Fluid-Assisted Ductile Strain Localization in the Shallow Subcontinental Lithospheric Mantle (Ronda Massif, Betic Cordillera, S-Spain)

Wednesday, 17 December 2014
Karoly Hidas1, Andrea Tommasi2, Carlos J Garrido3,4, Jose Alberto Padron-Navarta1, David Mainprice2, Fabrice Barou1 and Claudio Marchesi4, (1)Géosciences Montpellier, Montpellier Cedex 05, France, (2)University of Montpellier II, Montpellier Cedex 05, France, (3)CSIC-UGR, Budapest, Budapest, Hungary, (4)CSIC, IACT, Granada, Spain
The Ronda massif (S-Spain) is the largest (ca. 300km2) of several orogenic peridotite massifs exposed in the Betic and Rif (northern Morocco) mountain belts in the westernmost part of the Alpine orogen that was tectonically emplaced during early Miocene times.

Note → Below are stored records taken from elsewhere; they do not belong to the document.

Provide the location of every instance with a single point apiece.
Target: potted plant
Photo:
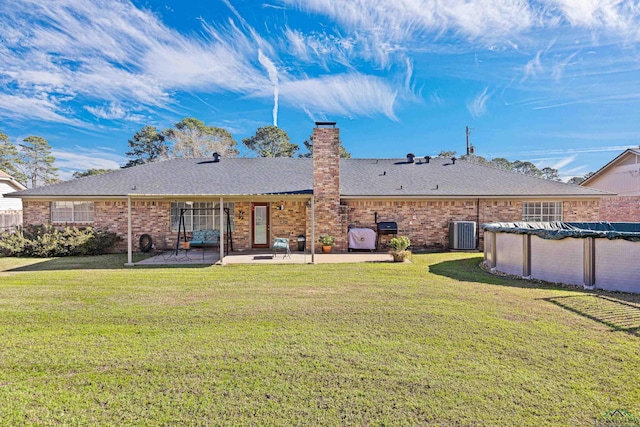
(399, 247)
(327, 241)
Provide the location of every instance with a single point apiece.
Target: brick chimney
(326, 183)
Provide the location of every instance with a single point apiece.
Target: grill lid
(388, 227)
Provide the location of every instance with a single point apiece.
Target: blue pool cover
(559, 230)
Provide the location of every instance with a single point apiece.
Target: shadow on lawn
(468, 270)
(619, 311)
(97, 262)
(612, 311)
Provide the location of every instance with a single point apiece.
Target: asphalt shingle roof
(263, 176)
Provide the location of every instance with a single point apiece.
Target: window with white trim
(542, 211)
(68, 211)
(200, 215)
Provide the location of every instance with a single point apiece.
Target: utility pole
(467, 129)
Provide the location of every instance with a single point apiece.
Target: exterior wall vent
(462, 235)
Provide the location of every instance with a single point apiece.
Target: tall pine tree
(146, 146)
(38, 161)
(10, 160)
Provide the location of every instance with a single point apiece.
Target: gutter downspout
(129, 234)
(478, 223)
(313, 230)
(221, 231)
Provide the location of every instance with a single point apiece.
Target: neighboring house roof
(4, 177)
(603, 170)
(276, 176)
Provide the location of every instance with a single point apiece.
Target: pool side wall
(590, 262)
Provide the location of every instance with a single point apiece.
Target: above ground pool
(603, 255)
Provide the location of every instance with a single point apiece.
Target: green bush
(400, 243)
(47, 241)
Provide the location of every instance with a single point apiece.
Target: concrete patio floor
(195, 256)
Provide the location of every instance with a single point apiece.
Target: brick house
(286, 197)
(620, 176)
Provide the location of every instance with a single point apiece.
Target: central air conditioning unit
(462, 235)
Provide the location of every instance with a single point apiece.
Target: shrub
(46, 241)
(400, 243)
(399, 247)
(327, 240)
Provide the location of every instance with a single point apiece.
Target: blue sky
(555, 82)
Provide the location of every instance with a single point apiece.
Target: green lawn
(85, 341)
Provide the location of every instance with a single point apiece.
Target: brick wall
(426, 223)
(620, 209)
(326, 186)
(289, 222)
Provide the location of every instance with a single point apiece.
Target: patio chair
(281, 243)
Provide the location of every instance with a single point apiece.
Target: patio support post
(221, 231)
(129, 244)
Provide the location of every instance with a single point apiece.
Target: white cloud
(273, 76)
(81, 159)
(478, 106)
(109, 112)
(45, 109)
(346, 95)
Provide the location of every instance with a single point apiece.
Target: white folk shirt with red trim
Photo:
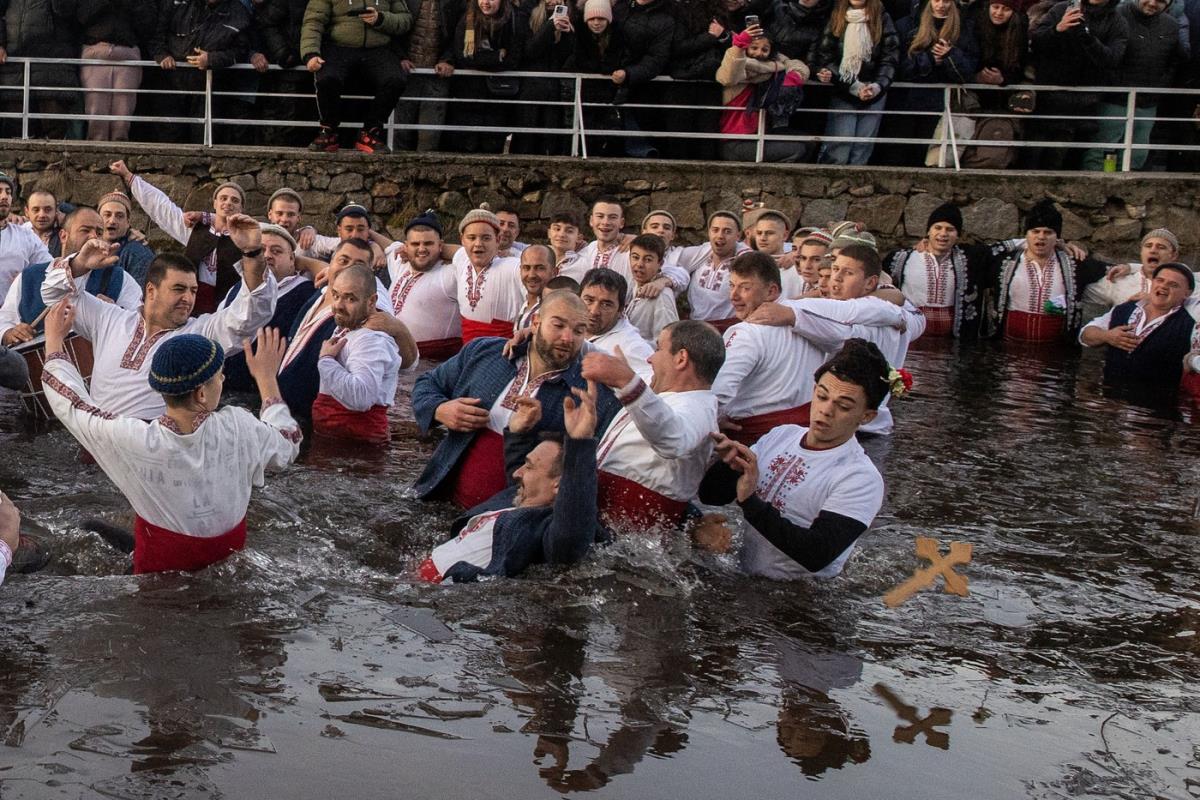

Here we report a microstructural study of strain localization in a mylonitic peridotite shear zone that have been formed during the latest ductile history of the massif. Strain localization is associated with a sudden decrease of grain size and the redistribution of orthopyroxene in the finest grained microstructural domains (ultramylonites). Olivine crystallographic preferred orientation (CPO) shows [100]-axes subparallel to the lineation and [001] at the pole of the foliation, whereas orthopyroxene mimics the CPO of that of olivine. Although low-angle misorientations in neighboring pixels are frequent in both phases, olivine and orthopyroxene CPO cannot be explained by coeval deformation via dislocation creep mechanisms. Based on microstructural and major element geochemical data, we propose strain localization at low temperature assisted by interstitial fluids that has led to the dissolution of orthopyroxene porphyroclasts and reprecipitation along the ultramylonite bands.